Yesterday was one of the finest days in Boston: Marathon Monday. Spectators line the streets from Hopkinton to Copley Square to send good energy to the tens of thousands of runners who take on the challenge of Heartbreak Hill and the rest of the 26.2 miles. Though I doubt I’ll ever run a marathon (half-marathons are more my style), I can relate to the anxiety, energy and joy that come from finishing a big race.
This year, with Marathon Monday the same as Easter Monday, I was focused on the completion of another endurance event: Lent. (Yes, I know there are negative theological and pastoral implications to comparing Lent to a marathon, but stay with me.)
This Lent marked the 13th year I gave up alcohol. In addition to that commitment, I usually add in a few other things that vary from year to year: this year I abstained from the desserts in the faculty lunch room, and took Facebook and Twitter off my phone. I tried using a Lenten devotional my husband brought home from church, but it didn’t do it for me. I prayed every morning with the Living Lent emails from Loyola Press. I went to confession.
When the Triduum rolled around I felt healthy and refreshed. I felt like God had used my sacrifices to clear away some of the junk that gets jumbled up inside me so that I could be more focused on what matters.
And then, as it turned out, I got pretty focused on social media Easter weekend and spent too much time fooling around on Twitter and Instagram, too much mental energy worrying about likes and retweets, and I felt like I was back at square one in terms of spiritual clarity. At what should have been a finish line I felt like nothing I had done had accomplished anything and I was the same mess I had always been.

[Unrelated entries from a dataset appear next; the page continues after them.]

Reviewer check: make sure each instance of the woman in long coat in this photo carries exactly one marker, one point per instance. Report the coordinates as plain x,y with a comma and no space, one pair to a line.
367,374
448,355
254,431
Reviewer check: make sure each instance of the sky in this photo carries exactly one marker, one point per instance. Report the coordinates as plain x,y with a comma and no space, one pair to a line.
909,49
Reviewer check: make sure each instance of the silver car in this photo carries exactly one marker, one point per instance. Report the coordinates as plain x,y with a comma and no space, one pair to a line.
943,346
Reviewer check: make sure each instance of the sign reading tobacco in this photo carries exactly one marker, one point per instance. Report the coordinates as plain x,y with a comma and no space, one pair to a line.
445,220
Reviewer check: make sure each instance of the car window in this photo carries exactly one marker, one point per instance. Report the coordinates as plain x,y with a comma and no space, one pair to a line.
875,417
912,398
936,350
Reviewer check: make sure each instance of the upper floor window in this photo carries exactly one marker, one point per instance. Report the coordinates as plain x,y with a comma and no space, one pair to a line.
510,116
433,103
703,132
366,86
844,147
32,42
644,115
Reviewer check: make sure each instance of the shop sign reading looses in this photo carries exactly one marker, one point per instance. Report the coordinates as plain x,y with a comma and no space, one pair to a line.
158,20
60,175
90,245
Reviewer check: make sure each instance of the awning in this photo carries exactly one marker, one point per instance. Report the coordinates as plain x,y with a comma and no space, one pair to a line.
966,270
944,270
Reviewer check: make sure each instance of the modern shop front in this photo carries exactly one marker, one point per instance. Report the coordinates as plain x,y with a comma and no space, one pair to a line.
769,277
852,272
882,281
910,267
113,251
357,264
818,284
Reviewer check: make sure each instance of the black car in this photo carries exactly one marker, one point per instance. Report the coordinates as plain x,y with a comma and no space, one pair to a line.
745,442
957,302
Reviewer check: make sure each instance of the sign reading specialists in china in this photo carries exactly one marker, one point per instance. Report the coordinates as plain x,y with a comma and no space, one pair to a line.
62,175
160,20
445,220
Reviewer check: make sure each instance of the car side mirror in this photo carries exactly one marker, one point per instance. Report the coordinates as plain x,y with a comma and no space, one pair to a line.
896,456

Which, of course, I am. Such is the frustration and the glory of Lent (and all our other attempts at self-renewal). Yes, we get to try again year after year, but that’s because we have to. I long for the tidy demarcation of a finish line, but in the end am relieved that there isn’t a line of accomplishment we have to cross in our spiritual development. If there were I would be just as likely to flop over it vomiting as I would be to trot across triumphantly.
I hope you had a fruitful Lent and joyful Easter, and that wherever you are on your journey you are running with your head held high. Happy Easter.